“If your brother becomes poor and sells part of his property, then his nearest redeemer shall come and redeem what his brother has sold” (v. 25).
Thus far, we have seen that the atonement of Jesus accomplished many things. First and foremost, the atonement satisfied God’s justice. In Christ, the Father punished the sin of His people, revealing Him as just and the justifier of those who trust Jesus (Rom. 3:21–26). The cross also represents our Savior’s victory over the power of sin and Satan (Col. 2:15; Heb. 2:14). We have also been introduced to the atonement as a ransom paid to God that fulfills our obligations and forgives our debt (Mark 10:45). But more can be said about the ransom view of the atonement, especially in light of its Old Testament background. Exodus 21:1–16 is one of many passages that regulated slavery under the old covenant. Typically, one Israelite could not enslave another. However, Israelites who incurred debts that they were unable to pay could enslave themselves to their Israelite creditors and work off the debt. Such slavery was temporary indentured servitude, not the harsh chattel slavery the Israelites suffered in Egypt. Verse 4 says a freed Israelite slave could not take his wife with him if he had become a slave as a single man and received a wife from his master. Keeping the wife in bondage seems cruel, but in ancient Israel a husband had to pay a sum to his wife’s father in order to marry her. The slave could not take the wife with him when he was freed if he had not paid the bridal price, even if the debt he incurred as a single man had been paid off. To keep his wife, the slave could earn enough money elsewhere to pay his father-in-law (or master) or remain enslaved (vv. 5–6). Leviticus 25:23–28 is also pertinent to the concept of paying a ransom. This law of the kinsman redeemer was put in place to protect families in Israel. Families were supposed to retain the property allotted to them under Joshua, but sometimes people became poor and had to sell their land. The kinsman redeemer was a close relative who bought the property back for the family in such cases. This protected the inheritance and made sure the poor relative would not be absolutely destitute. Jesus is our Kinsman Redeemer, who paid the bridal price for us and also satisfied our debt so that we would not lose our inheritance. The debt He paid was a moral one, and such payment was possible only through God’s amazing grace.
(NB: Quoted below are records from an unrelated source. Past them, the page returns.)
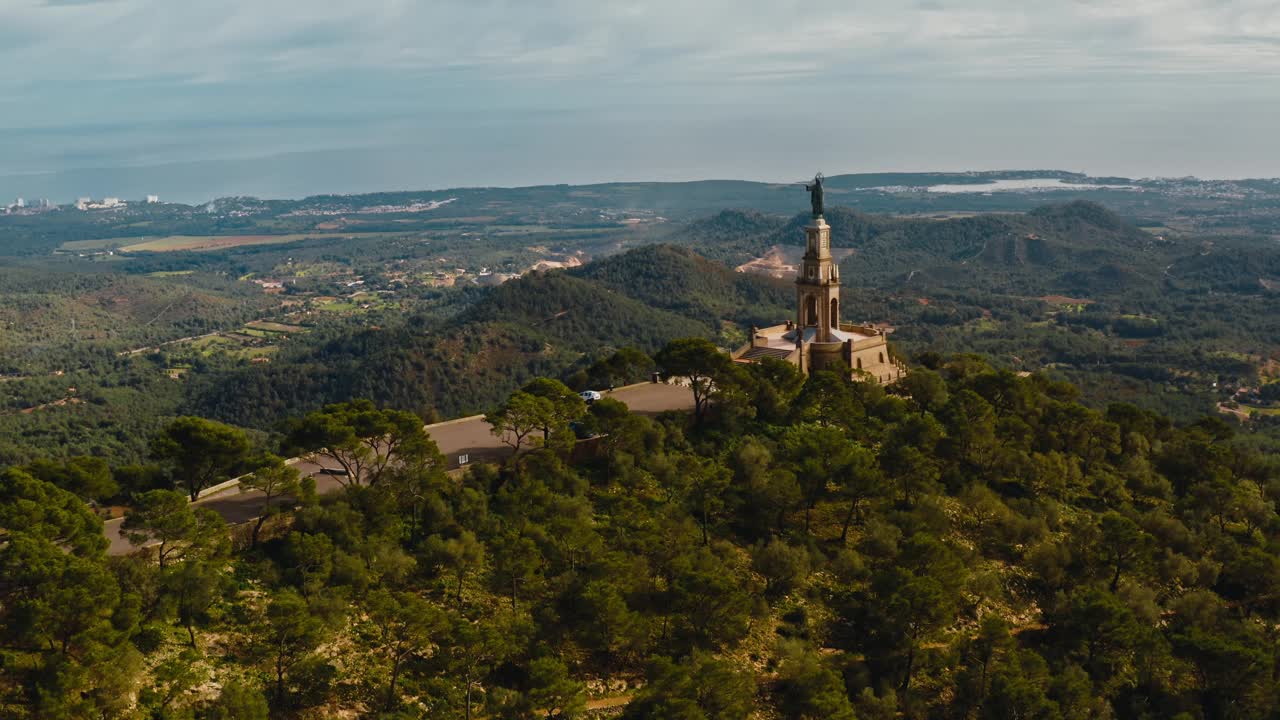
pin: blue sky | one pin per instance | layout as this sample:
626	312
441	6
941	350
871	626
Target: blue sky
502	91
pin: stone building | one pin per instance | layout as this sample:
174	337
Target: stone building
817	340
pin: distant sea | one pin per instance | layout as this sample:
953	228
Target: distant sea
298	156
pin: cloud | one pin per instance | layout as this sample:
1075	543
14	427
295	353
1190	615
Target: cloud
716	40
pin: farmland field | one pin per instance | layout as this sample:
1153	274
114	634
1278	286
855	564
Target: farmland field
274	327
208	242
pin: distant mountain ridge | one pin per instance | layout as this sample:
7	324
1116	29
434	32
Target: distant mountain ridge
1079	245
539	324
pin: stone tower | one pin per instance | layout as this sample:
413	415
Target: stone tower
818	283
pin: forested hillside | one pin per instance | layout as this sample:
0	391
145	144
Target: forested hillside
545	323
969	545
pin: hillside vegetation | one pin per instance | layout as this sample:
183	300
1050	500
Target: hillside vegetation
545	323
970	545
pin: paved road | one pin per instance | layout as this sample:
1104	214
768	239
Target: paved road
469	437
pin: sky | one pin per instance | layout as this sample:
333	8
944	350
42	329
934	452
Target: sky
287	98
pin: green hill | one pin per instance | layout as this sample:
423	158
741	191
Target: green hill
1073	247
681	281
540	324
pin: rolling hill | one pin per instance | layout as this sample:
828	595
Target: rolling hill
540	324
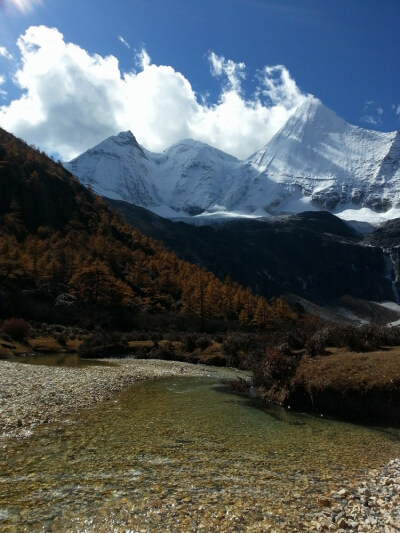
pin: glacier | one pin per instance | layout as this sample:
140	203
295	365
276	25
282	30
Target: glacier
317	161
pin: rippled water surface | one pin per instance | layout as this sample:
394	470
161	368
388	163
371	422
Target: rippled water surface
179	455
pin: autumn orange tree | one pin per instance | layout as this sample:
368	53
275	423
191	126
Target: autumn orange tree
55	233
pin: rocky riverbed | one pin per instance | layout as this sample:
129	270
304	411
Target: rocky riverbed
373	506
31	394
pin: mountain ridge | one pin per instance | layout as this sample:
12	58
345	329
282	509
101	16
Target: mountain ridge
316	161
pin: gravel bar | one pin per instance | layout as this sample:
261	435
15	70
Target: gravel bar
37	394
372	507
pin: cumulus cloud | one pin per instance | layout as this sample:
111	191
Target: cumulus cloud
123	41
5	53
23	6
3	93
72	100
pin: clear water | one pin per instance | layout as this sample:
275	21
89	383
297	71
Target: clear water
179	455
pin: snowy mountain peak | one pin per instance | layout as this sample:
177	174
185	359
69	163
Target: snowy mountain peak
316	161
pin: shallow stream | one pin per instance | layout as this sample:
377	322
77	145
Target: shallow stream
181	455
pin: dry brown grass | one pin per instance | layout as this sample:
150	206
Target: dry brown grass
342	369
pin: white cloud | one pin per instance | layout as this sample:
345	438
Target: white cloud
72	100
3	93
24	6
143	59
235	72
5	53
123	41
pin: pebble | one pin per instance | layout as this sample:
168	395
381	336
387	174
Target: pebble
32	395
373	507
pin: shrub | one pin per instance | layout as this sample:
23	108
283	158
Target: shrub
203	342
189	342
103	344
239	385
17	328
274	370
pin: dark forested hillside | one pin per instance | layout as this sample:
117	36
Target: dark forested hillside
66	256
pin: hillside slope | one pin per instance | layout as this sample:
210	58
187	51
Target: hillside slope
65	255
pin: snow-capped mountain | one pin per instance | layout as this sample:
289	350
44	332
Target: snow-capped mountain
316	161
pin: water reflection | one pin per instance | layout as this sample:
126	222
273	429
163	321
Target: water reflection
177	455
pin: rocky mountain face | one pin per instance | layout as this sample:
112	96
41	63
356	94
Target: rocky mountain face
317	161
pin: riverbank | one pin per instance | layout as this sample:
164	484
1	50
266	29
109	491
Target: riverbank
31	394
373	506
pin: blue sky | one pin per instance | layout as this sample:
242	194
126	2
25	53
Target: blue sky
207	75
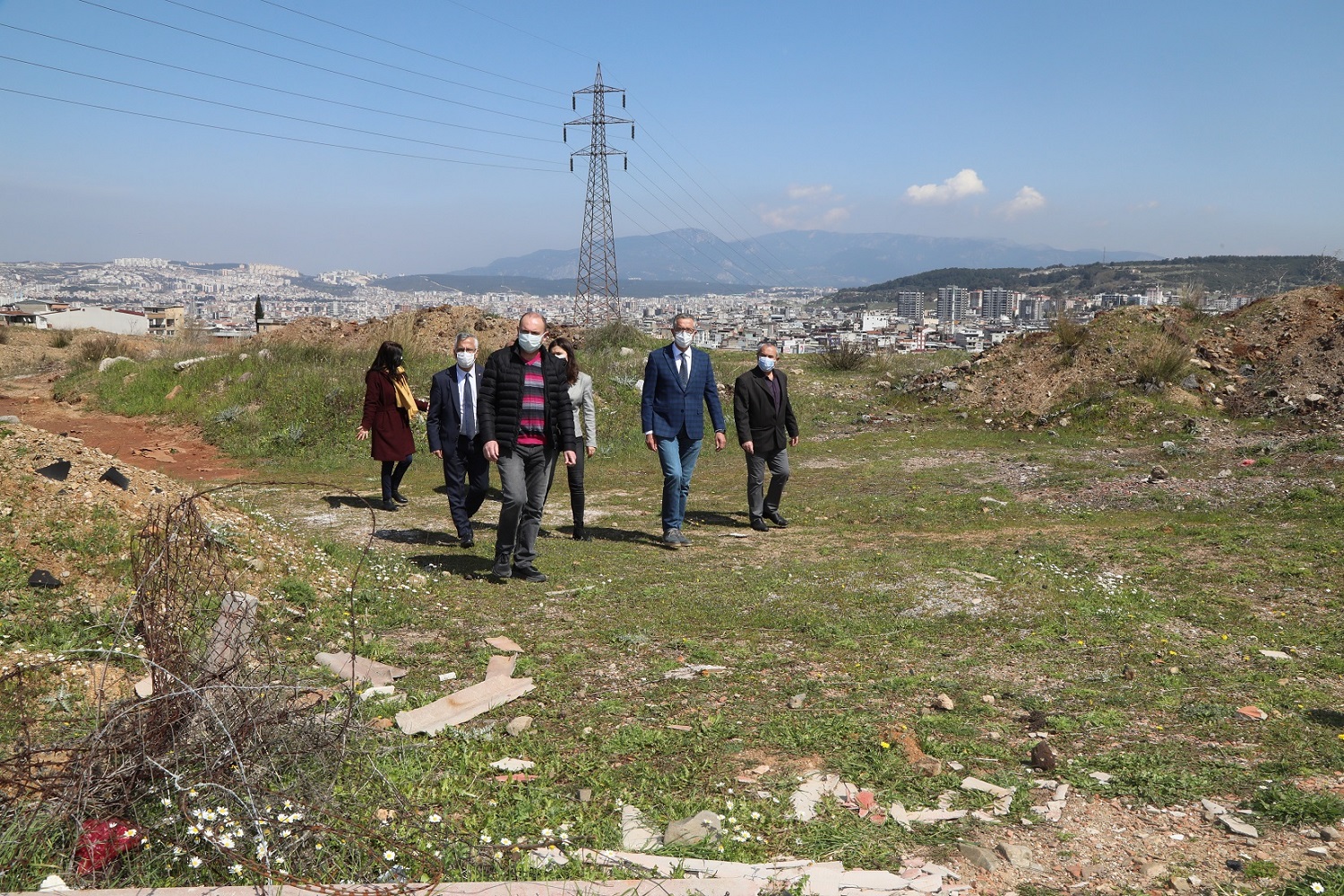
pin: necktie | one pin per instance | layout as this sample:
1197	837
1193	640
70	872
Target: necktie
468	409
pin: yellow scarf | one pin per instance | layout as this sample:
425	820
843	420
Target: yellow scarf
405	398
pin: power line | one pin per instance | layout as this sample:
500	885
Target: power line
352	56
309	65
280	90
260	134
402	46
273	115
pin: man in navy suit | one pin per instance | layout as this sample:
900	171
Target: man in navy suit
677	386
454	435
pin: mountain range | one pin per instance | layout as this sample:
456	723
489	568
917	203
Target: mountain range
793	258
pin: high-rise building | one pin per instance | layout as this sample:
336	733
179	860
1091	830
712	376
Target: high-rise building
952	304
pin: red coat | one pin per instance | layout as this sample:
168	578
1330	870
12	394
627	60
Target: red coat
389	426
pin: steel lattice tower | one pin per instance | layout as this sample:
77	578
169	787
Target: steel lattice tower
597	296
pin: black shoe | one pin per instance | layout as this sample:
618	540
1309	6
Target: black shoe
529	573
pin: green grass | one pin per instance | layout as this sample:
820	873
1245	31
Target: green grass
1131	618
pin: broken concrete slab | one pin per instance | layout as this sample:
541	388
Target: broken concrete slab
500	665
703	826
462	705
360	668
231	632
634	833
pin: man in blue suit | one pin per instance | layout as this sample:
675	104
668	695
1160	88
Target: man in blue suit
454	435
677	386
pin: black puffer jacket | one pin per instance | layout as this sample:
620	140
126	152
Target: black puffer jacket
502	401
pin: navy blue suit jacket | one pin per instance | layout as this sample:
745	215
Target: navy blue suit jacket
668	410
444	422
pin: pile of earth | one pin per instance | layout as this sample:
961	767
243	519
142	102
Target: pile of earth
1279	357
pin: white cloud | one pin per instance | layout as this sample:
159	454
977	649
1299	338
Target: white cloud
1029	199
964	183
812	207
809	193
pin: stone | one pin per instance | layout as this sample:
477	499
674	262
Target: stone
978	856
703	826
1018	855
1238	826
1042	756
108	362
43	579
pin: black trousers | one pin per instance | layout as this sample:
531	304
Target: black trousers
467	476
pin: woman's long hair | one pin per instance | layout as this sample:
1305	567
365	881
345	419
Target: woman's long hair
389	359
564	341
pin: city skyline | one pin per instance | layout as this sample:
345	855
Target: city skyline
1185	129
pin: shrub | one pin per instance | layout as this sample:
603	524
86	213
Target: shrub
846	358
1164	363
1069	332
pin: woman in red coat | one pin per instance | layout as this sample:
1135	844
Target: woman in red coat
389	409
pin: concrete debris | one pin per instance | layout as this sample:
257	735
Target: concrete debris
703	826
461	705
688	673
634	831
1238	826
359	668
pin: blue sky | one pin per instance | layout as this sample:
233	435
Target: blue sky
1175	128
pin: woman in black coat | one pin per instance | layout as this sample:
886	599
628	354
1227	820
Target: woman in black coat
389	410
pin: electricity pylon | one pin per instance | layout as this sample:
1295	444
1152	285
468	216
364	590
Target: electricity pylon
597	296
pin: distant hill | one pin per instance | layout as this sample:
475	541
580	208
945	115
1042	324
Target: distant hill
792	258
1233	274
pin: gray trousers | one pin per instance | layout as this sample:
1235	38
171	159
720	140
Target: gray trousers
761	504
524	473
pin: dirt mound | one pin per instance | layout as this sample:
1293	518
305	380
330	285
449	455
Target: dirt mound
429	330
1277	357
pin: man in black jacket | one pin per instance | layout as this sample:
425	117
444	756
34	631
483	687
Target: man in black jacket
766	427
526	418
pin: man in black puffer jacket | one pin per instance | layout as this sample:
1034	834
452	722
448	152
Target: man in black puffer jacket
526	418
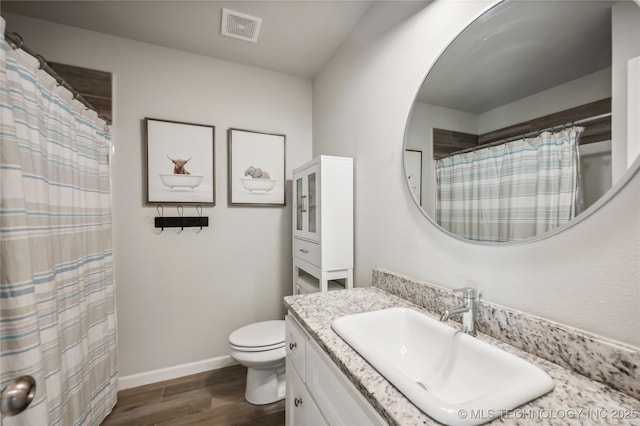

Coram DeoLiving before the face of God
We are accustomed to thinking of a sibling or a parent as our closest relative. For those who are in Christ, however, Jesus is our closest relative, our closest kinsman who paid our debt when we could by no means pay it ourselves. This willingness to pay the price for our salvation is evidence of His great love for us, love that He showed when we were unlovely. We must therefore love Him more than our spouses, siblings, parents, or children.